In upscale Marin County, for example, the median age is 41. In San Mateo County, posh Portola Valley has a median age of 47.5, while run-down East Palo Alto, with a predominantly minority population, has a median age of just under 26.
Another headline, inside the same newspaper, declares: “Housing grows more nationwide than in state.” Lots of things grow more nationwide than in California. That is because California politicians so heavily restrict, tax and micro-manage so many economic activities that people are left freer to grow elsewhere.
The missing link in many Californians' thinking is the link between what they do and the consequences that follow. In California, you show what a good person you are by being in favor of all sorts of politically correct goals—and blithely disregarding the costs these goals will impose on others or the consequences for the whole society. That is why these obvious consequences produce such shocking headlines.
FAMILIES AND DICTATORS
In one sense, the Elian Gonzalez story is over. In another sense, it may be years before it is over, in the sense that the truth finally comes out.
Given how young Elian Gonzalez is and how old Fidel Castro is, it may be only a matter of time before Elian will be free to tell the truth, though that time may be measured in decades. How long the Castro regime will last after Castro himself is gone is problematical. But Cuba has no tradition of freedom to assure that it will become a democracy any time soon.
The one thing that is clear already is that this case was not about parental rights, which do not exist in Cuba, nor about “the rule of law,” which did not exist in the Clinton administration. Judging by the polls, the A
merican people do not understand that.
Part of the problem is that most Americans have no conception of a totalitarian dictatorship or the ruthlessness with which they use family members as hostages. This is nothing new, but our schools and colleges teach so little history that the public can hardly be expected to understand what an old and widespread pattern this is, among dictatorships of the left or right.
Back in the 1930s, for example, Nazi agents were infiltrating the many German organizations in Brazil. Those Germans in Brazil—many of them born in Brazil—who opposed Nazi takeovers of their organizations were reported to the Hitler government and their relatives back in Germany were subject to visits from the Gestapo.
Castro has retaliated against the brother of baseball pitcher Orlando Hernandez of the Yankees, who defected from Cuba. The family of a woman who defected from China a few years ago has likewise faced retaliation. Against this background, there is much overlooked significance in the fact that Castro has never let the entire Gonzalez family come to the United States at the same time. First the grandmothers came over while father Juan Miguel Gonzalez stayed behind.
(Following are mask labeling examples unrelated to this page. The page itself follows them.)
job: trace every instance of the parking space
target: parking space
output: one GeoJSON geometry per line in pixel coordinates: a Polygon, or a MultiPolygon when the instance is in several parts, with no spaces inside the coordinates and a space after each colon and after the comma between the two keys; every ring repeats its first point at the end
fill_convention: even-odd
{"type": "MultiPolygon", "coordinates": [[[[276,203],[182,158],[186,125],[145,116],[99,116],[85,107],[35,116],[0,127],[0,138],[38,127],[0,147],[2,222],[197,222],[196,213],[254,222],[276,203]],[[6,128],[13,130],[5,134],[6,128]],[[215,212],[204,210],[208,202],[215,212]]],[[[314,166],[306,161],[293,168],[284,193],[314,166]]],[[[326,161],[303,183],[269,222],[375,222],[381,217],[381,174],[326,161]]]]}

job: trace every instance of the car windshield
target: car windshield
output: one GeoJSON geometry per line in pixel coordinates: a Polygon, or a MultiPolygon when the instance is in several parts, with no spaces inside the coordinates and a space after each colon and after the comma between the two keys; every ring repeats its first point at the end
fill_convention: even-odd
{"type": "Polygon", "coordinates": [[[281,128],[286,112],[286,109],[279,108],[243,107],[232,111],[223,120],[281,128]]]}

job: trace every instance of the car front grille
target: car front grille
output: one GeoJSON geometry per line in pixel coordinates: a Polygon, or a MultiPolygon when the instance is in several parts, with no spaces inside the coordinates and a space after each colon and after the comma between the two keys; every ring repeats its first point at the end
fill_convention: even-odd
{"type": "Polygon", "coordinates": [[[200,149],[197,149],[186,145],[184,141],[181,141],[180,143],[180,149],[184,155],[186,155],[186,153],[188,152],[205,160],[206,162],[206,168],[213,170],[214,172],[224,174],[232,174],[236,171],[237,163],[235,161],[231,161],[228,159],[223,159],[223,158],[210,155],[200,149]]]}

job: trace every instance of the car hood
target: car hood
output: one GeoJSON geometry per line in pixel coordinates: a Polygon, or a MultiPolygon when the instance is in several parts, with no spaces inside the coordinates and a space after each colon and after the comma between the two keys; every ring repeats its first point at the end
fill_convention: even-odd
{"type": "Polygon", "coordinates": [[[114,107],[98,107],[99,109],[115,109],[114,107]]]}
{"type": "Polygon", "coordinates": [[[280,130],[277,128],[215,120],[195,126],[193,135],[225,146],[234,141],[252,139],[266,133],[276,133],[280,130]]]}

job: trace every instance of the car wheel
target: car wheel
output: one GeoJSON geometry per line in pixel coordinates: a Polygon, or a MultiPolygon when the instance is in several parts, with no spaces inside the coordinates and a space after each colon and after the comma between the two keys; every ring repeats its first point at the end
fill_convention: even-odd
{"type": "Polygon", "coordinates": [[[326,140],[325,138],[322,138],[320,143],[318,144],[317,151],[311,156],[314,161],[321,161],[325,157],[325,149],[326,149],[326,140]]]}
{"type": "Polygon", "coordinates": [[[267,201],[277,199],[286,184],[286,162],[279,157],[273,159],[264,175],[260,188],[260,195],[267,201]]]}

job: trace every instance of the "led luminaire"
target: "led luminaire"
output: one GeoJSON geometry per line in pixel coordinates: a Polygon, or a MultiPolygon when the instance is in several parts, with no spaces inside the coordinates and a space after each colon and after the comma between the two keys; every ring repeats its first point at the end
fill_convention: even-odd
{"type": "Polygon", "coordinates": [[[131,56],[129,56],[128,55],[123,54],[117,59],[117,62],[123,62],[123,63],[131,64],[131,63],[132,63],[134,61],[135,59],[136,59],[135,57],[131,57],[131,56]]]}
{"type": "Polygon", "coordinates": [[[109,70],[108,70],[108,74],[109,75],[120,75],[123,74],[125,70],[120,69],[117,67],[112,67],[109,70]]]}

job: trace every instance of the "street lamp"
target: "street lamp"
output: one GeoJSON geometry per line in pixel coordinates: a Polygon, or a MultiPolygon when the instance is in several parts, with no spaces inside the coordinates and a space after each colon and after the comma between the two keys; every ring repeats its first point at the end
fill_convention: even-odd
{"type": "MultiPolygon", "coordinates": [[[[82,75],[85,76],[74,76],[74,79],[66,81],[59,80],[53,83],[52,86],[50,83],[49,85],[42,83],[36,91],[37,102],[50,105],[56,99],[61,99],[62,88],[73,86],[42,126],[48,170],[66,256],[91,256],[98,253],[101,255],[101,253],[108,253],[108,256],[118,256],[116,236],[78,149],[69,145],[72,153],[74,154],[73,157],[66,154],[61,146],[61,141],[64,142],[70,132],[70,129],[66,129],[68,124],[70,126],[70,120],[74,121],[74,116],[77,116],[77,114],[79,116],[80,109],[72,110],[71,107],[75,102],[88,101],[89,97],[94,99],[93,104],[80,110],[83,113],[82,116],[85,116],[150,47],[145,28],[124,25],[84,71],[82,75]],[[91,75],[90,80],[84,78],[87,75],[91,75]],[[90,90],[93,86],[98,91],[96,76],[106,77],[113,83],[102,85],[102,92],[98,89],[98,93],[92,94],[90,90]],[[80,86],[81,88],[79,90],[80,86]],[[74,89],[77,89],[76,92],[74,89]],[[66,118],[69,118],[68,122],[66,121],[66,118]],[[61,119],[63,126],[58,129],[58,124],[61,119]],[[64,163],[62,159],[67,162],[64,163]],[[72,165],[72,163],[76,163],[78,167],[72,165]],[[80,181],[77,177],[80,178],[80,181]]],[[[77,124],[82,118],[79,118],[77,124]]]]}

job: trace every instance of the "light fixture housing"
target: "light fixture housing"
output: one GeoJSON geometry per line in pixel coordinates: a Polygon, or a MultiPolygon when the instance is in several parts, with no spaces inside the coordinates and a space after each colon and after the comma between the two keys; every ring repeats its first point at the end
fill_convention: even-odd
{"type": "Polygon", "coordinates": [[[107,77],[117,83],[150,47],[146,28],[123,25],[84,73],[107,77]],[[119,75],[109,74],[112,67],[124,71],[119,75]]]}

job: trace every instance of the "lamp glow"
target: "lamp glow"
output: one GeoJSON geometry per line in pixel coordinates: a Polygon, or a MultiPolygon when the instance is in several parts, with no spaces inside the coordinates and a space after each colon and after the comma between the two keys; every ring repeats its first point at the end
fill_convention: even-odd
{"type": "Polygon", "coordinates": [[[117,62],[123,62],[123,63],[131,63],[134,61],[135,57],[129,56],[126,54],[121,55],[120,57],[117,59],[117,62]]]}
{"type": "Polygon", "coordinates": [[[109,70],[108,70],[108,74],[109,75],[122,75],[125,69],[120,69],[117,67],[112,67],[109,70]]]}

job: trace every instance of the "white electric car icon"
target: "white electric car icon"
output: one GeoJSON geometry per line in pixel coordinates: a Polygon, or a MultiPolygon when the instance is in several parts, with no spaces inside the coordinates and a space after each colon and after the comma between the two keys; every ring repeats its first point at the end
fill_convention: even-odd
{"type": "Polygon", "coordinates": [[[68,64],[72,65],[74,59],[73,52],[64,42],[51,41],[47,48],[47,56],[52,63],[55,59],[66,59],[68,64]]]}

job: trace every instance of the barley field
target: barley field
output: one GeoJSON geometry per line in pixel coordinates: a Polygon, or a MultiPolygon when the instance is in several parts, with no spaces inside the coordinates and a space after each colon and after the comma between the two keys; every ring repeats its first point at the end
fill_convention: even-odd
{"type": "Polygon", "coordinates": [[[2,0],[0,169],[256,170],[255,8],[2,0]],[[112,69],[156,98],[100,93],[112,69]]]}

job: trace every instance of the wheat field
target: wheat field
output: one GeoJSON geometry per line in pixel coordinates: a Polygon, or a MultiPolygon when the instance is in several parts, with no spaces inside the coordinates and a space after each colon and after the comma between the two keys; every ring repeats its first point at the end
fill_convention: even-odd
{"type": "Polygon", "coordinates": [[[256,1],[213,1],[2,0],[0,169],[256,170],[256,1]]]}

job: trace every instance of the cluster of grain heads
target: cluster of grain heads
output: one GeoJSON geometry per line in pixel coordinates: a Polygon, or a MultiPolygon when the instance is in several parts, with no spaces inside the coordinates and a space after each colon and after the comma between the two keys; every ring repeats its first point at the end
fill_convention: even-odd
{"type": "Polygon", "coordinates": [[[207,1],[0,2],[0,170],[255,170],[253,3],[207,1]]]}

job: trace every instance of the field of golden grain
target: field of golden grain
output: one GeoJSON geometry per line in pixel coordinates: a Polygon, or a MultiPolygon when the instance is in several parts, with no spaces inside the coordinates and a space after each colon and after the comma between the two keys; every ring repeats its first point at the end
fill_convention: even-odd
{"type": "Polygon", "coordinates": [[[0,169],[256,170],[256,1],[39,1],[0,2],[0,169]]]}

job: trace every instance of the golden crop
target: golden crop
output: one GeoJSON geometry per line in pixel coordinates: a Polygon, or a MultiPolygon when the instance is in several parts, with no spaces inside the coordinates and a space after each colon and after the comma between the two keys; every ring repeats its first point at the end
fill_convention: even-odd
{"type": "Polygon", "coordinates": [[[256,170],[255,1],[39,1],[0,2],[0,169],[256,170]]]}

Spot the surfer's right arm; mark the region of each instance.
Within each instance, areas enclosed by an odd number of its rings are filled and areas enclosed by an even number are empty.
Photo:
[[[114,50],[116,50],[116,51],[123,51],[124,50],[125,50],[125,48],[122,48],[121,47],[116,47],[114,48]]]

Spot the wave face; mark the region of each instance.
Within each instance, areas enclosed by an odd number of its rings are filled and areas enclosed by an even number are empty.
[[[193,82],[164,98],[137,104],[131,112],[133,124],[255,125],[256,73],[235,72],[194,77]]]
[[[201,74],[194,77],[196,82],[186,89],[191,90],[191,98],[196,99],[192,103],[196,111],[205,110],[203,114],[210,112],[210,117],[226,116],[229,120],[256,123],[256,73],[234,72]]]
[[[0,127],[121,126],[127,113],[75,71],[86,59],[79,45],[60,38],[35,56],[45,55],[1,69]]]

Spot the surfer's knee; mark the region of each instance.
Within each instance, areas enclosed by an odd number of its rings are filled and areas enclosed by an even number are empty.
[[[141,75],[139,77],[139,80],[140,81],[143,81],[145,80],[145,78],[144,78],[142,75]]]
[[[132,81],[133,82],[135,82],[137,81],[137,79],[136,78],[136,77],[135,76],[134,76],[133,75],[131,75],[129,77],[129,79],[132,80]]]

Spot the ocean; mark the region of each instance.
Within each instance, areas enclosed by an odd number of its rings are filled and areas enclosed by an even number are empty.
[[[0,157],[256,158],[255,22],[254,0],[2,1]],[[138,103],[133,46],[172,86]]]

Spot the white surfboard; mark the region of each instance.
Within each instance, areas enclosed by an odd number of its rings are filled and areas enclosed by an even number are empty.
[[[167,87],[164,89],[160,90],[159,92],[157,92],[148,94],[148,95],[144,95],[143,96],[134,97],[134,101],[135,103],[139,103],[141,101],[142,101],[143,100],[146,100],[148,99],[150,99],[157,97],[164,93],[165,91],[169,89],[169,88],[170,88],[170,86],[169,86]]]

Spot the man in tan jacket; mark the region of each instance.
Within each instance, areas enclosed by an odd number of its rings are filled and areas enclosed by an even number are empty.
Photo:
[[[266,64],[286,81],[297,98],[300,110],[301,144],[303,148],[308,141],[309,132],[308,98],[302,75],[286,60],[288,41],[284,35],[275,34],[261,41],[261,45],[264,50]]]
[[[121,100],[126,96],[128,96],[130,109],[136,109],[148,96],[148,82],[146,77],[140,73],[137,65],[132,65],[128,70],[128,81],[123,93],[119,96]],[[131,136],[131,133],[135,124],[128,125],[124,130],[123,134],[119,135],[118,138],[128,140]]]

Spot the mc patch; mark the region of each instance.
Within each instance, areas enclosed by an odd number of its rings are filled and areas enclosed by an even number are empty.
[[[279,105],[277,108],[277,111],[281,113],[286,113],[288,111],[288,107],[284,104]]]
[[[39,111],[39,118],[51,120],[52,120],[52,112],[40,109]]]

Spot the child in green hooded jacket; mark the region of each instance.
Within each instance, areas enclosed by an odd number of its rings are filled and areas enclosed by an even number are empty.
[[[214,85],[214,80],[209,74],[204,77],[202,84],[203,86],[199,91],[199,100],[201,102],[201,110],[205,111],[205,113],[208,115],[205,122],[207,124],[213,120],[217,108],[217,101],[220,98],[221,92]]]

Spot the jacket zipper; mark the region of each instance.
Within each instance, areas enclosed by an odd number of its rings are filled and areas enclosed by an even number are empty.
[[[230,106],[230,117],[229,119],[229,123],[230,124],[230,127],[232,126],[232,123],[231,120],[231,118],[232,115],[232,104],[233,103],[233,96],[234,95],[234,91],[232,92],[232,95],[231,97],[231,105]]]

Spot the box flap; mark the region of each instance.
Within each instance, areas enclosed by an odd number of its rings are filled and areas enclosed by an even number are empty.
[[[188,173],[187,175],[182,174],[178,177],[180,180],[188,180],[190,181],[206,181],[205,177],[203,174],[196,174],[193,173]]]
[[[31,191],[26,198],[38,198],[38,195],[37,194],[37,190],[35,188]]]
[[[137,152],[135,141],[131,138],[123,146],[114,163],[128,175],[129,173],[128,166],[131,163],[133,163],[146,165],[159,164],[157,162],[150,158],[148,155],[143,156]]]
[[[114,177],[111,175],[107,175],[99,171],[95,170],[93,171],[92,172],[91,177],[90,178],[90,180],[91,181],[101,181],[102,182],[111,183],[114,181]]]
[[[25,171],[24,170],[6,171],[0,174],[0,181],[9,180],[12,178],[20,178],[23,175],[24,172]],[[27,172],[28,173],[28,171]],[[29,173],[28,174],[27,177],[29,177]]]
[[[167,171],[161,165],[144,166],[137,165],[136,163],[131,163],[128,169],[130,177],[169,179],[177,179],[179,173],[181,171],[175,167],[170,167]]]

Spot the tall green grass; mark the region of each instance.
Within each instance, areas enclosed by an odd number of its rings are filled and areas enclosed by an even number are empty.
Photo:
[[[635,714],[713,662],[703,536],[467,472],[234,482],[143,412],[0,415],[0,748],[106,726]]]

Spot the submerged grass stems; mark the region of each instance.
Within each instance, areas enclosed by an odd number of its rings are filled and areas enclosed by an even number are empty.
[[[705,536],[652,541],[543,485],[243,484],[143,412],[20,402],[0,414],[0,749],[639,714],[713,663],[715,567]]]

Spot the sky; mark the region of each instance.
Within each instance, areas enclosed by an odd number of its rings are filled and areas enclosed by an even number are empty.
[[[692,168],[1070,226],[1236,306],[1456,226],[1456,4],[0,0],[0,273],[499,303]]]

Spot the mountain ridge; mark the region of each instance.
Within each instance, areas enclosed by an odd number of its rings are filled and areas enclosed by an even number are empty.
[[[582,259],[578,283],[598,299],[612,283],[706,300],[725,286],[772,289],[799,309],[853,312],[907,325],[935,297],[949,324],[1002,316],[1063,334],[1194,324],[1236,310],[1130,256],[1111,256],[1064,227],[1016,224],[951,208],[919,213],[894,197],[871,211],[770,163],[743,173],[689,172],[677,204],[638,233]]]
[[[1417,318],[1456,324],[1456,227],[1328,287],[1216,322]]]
Then Juan Miguel came over with his wife and one son, while the grandmothers and another son stayed behind. But Castro always had his hostages in Cuba.
Those who do not understand this will have a hard time explaining some very strange things that went on during this long struggle over the fate of Elian Gonzalez.
Let's go back to the beginning, when this little boy was rescued from the sea, after the boat he was on sank, drowning his mother and others on board. Those who believe that his father was saying and doing what he freely wanted to say and do must face the fact that, with his son hospitalized after this traumatic experience, in a city that could be reached within the hour from Havana, the father waited for months before coming to the United States.